How to write rscript to to extract URL from HTML table-CodePudding

I'm trying to extract every URL like "https://....zip" from the element <a href=""> of the page: https://divvy-tripdata.s3.amazonaws.com/index.html using rvest library as follows:

link <- "https://divvy-tripdata.s3.amazonaws.com/index.html"

library(rvest) library(xml2)

html <- read_html(link)

html %>% html_attrs("href")

Output:

html %>% html_attrs("href") Error in html_attrs(., "href") : unused argument ("href")

Can you please help me using R to extract all URL from the above link?

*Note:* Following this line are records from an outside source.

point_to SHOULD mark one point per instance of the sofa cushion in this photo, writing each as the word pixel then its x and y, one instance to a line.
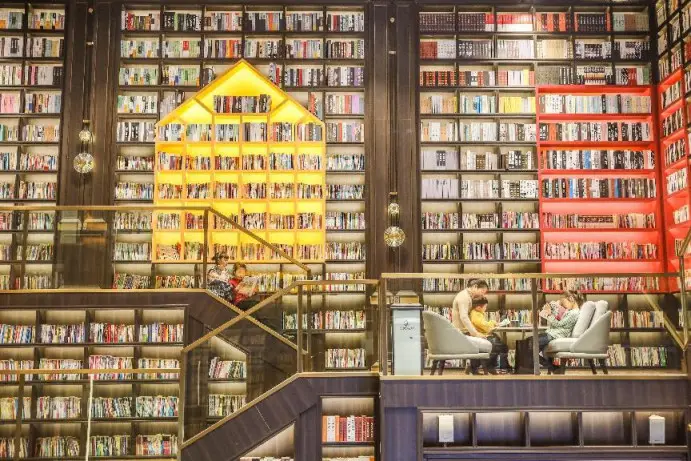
pixel 560 345
pixel 601 308
pixel 482 344
pixel 584 318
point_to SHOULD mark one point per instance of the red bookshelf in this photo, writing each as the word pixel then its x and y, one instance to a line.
pixel 571 172
pixel 674 164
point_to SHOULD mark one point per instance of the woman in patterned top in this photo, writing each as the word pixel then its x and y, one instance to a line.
pixel 219 277
pixel 561 316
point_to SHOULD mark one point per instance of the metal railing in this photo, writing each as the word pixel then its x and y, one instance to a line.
pixel 414 278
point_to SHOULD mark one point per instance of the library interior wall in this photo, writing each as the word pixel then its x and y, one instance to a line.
pixel 392 38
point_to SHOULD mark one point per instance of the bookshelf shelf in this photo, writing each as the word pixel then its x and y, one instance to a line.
pixel 340 76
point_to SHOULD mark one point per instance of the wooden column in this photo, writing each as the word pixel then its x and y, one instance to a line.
pixel 73 97
pixel 91 55
pixel 404 138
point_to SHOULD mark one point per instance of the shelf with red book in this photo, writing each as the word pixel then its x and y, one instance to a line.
pixel 184 47
pixel 348 427
pixel 673 121
pixel 622 230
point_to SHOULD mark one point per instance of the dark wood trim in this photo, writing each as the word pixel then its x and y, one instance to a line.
pixel 603 393
pixel 377 127
pixel 73 98
pixel 405 136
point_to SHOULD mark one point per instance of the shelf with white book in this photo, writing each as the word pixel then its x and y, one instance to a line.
pixel 348 428
pixel 131 413
pixel 32 51
pixel 315 52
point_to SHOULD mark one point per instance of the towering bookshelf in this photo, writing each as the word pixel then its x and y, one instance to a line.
pixel 599 204
pixel 673 21
pixel 264 165
pixel 479 67
pixel 488 64
pixel 133 415
pixel 315 53
pixel 32 49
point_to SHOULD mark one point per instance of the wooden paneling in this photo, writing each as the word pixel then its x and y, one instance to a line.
pixel 543 393
pixel 256 424
pixel 73 98
pixel 377 127
pixel 404 137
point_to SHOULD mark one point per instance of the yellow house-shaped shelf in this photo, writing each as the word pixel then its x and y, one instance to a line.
pixel 255 154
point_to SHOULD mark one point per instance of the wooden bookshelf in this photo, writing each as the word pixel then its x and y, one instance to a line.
pixel 32 53
pixel 312 79
pixel 127 406
pixel 673 26
pixel 571 170
pixel 359 436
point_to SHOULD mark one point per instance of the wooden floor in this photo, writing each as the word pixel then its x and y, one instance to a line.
pixel 579 374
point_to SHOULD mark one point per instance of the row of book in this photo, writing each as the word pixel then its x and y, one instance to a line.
pixel 28 161
pixel 237 21
pixel 672 122
pixel 345 358
pixel 457 221
pixel 347 429
pixel 595 104
pixel 448 188
pixel 227 369
pixel 449 160
pixel 34 103
pixel 599 188
pixel 595 159
pixel 480 251
pixel 595 221
pixel 596 131
pixel 29 190
pixel 327 320
pixel 221 405
pixel 600 250
pixel 451 131
pixel 344 251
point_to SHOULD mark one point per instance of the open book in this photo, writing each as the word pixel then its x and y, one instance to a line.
pixel 248 286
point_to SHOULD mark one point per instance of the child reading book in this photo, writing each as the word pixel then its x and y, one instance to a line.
pixel 244 287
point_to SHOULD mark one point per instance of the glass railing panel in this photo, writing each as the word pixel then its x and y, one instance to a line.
pixel 646 328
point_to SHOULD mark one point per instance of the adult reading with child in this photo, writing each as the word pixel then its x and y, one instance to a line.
pixel 561 316
pixel 485 327
pixel 244 287
pixel 218 277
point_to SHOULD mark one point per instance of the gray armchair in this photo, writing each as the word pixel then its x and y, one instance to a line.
pixel 589 340
pixel 445 342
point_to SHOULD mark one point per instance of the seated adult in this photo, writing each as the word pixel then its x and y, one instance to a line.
pixel 460 313
pixel 485 327
pixel 218 277
pixel 561 316
pixel 243 292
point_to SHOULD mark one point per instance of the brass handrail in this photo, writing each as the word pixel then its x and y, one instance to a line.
pixel 266 301
pixel 386 277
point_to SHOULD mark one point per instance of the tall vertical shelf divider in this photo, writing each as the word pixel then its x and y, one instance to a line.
pixel 673 20
pixel 32 49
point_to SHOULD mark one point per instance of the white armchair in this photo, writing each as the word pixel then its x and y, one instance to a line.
pixel 445 342
pixel 589 340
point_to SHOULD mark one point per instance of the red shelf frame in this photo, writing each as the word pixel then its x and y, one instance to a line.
pixel 603 206
pixel 675 200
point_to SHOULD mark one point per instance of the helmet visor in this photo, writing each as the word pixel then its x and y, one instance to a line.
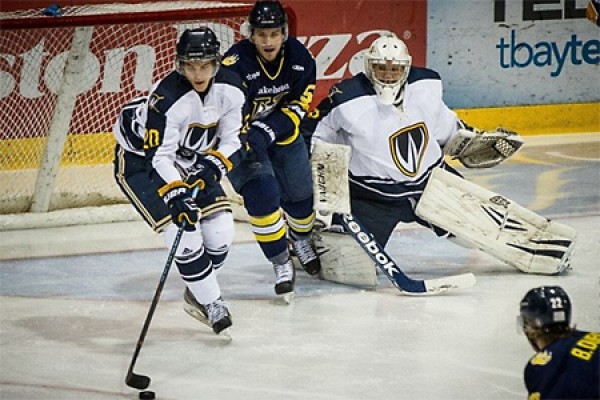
pixel 388 72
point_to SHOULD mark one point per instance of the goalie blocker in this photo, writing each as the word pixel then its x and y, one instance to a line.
pixel 481 149
pixel 496 225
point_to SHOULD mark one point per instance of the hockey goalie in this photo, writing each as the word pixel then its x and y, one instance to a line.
pixel 399 133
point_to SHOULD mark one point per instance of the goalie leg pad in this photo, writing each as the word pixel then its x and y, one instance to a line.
pixel 344 261
pixel 497 225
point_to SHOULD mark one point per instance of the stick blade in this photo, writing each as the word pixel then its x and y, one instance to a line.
pixel 137 381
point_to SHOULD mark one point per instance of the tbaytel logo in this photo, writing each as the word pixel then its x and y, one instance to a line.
pixel 517 53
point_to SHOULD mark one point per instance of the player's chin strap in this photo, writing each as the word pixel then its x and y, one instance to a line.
pixel 348 256
pixel 480 149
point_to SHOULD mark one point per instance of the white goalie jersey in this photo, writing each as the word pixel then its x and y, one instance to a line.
pixel 393 149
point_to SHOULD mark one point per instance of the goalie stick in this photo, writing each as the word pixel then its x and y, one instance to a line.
pixel 393 272
pixel 138 381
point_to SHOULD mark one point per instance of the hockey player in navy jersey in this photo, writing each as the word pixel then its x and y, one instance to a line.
pixel 566 364
pixel 185 134
pixel 399 131
pixel 275 178
pixel 593 11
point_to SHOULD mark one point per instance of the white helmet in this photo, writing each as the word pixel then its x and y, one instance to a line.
pixel 387 64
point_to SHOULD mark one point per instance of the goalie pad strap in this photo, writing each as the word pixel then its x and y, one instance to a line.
pixel 329 164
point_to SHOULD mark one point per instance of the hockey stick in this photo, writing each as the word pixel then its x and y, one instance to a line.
pixel 134 380
pixel 393 272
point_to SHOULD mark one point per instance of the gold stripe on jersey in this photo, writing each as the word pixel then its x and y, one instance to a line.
pixel 221 204
pixel 303 225
pixel 156 226
pixel 268 228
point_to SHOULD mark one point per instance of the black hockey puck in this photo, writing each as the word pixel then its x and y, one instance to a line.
pixel 147 395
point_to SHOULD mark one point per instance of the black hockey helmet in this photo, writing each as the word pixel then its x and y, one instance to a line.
pixel 268 14
pixel 547 308
pixel 198 44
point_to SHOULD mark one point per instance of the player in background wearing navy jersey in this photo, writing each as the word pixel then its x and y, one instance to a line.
pixel 186 134
pixel 399 130
pixel 275 178
pixel 566 364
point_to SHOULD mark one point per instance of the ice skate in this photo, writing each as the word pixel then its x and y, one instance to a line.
pixel 304 249
pixel 215 314
pixel 285 276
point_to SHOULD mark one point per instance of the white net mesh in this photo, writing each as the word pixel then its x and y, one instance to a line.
pixel 122 61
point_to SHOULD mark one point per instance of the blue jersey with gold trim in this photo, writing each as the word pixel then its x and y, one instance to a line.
pixel 568 368
pixel 279 93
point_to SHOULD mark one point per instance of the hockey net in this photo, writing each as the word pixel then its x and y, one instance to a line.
pixel 63 81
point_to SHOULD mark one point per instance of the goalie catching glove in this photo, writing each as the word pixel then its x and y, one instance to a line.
pixel 178 197
pixel 480 149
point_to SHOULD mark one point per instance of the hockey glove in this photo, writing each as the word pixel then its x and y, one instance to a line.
pixel 178 197
pixel 204 174
pixel 260 137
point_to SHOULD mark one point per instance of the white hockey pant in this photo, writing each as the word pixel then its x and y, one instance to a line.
pixel 496 225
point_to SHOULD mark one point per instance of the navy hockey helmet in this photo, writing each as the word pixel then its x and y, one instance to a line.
pixel 268 14
pixel 198 44
pixel 547 308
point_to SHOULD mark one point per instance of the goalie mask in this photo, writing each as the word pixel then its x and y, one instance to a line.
pixel 545 311
pixel 199 44
pixel 387 64
pixel 268 14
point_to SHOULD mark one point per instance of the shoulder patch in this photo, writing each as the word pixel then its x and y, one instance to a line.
pixel 419 73
pixel 541 358
pixel 230 60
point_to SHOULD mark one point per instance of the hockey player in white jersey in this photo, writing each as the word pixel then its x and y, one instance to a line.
pixel 185 134
pixel 399 130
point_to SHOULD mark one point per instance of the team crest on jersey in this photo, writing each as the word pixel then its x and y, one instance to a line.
pixel 408 146
pixel 541 358
pixel 232 59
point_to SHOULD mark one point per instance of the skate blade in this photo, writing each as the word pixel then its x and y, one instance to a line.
pixel 225 334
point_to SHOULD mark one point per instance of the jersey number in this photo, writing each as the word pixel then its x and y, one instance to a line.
pixel 151 138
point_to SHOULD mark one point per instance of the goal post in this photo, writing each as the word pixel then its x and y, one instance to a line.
pixel 63 80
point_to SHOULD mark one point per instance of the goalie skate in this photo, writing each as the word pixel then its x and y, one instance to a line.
pixel 215 315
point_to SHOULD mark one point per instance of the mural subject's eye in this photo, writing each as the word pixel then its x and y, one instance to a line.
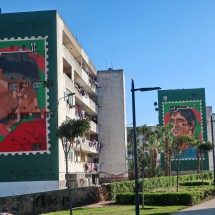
pixel 23 86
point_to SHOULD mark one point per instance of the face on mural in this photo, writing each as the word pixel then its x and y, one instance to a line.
pixel 181 125
pixel 8 102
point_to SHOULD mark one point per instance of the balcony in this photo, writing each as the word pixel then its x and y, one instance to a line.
pixel 94 127
pixel 81 75
pixel 87 146
pixel 80 100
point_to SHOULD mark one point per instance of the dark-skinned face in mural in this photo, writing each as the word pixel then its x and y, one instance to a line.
pixel 8 101
pixel 23 119
pixel 181 125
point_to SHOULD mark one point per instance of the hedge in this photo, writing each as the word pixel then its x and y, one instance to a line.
pixel 163 198
pixel 151 183
pixel 195 183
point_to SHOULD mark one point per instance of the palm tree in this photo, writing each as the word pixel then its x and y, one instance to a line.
pixel 67 132
pixel 165 138
pixel 204 148
pixel 178 149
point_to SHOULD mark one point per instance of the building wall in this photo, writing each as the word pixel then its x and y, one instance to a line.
pixel 38 166
pixel 112 128
pixel 192 99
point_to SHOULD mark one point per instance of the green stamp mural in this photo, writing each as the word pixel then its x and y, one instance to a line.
pixel 186 118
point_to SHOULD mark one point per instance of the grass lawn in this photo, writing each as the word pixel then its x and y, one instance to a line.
pixel 122 210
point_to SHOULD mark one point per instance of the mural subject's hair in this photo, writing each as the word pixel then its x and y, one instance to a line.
pixel 19 65
pixel 185 111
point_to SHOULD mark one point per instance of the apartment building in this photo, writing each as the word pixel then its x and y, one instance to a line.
pixel 45 79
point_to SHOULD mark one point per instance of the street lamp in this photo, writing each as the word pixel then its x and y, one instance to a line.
pixel 68 95
pixel 135 140
pixel 212 135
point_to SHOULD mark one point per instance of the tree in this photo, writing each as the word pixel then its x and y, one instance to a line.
pixel 67 132
pixel 165 138
pixel 203 148
pixel 179 143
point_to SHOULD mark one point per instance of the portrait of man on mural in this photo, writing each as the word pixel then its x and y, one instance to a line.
pixel 183 120
pixel 186 120
pixel 22 126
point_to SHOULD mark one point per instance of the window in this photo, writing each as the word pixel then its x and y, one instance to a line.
pixel 71 155
pixel 68 118
pixel 49 83
pixel 36 146
pixel 24 116
pixel 12 116
pixel 36 115
pixel 69 98
pixel 13 86
pixel 37 84
pixel 48 114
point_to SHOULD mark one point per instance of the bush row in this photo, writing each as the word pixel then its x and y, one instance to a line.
pixel 151 183
pixel 195 183
pixel 163 198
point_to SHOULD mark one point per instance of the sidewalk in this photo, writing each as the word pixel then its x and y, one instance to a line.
pixel 205 208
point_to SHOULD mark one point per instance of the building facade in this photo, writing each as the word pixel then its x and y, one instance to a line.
pixel 186 110
pixel 45 79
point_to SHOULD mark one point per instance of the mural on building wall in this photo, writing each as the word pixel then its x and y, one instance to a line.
pixel 186 117
pixel 23 96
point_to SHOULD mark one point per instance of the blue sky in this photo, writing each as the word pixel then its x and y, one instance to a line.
pixel 165 43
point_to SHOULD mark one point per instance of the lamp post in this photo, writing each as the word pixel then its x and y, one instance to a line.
pixel 212 135
pixel 68 95
pixel 135 140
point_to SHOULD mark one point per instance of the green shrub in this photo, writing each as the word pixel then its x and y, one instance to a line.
pixel 195 183
pixel 151 183
pixel 163 198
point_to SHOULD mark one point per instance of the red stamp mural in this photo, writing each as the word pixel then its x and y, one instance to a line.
pixel 23 96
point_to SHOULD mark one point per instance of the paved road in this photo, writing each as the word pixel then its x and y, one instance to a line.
pixel 205 208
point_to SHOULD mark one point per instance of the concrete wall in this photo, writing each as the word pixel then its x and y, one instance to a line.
pixel 112 120
pixel 45 202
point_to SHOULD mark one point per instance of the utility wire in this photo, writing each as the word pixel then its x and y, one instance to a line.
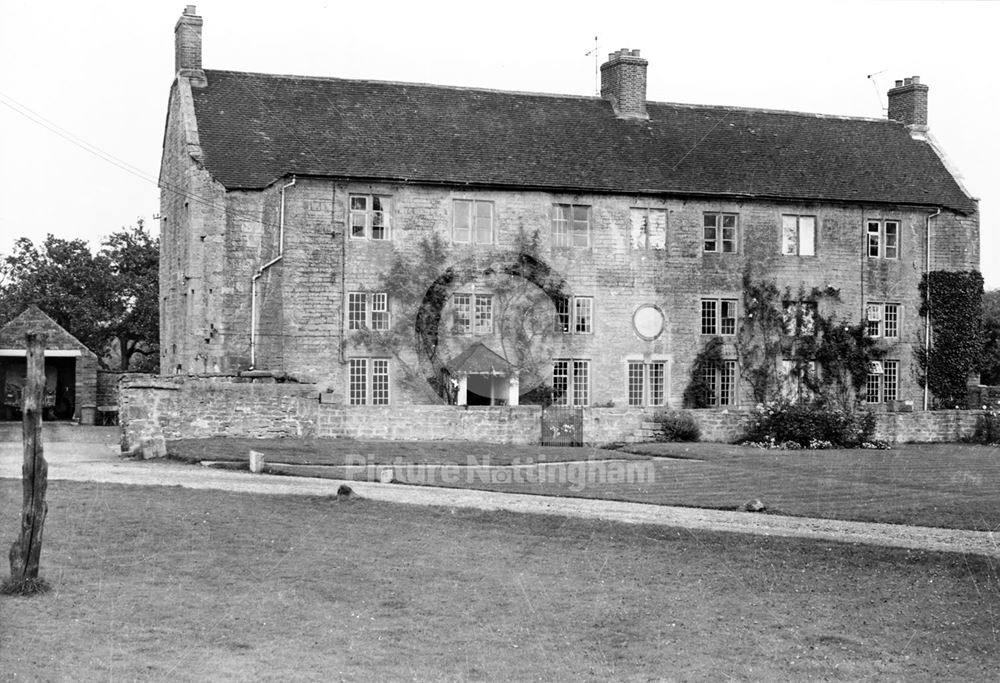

HTML: https://i.stack.imgur.com/5BiFU.jpg

CodePudding user response：

Base R solution, using the url back one level to read and parse the xml:

# Store as a variable the path url to be scrapped: base_url => character scalar
base_url <- "https://divvy-tripdata.s3.amazonaws.com"

# Resolve the zip urls: zip_urls => character vector
zip_urls <- paste(
  base_url, 
  gsub(
    ">(.*?)<\\/",
    "\\1",
    grep(
      "\\.zip", 
      strsplit(
        readLines(base_url), 
        "\\<Key\\>")[[2]],
      value = TRUE
    )
  ),
  sep = "/"
)

CodePudding user response：

The links are coming from an additional GET request made by the browser which returns xml. You can still go with rvest and grab the Key nodes then complete the urls.

library(rvest)

base_url <- "https://divvy-tripdata.s3.amazonaws.com"
files <- read_html(base_url) |> html_elements('key') |> html_text() |> url_absolute(base_url)

For older R versions, swop |> with %>% and add library(magrittr) as import.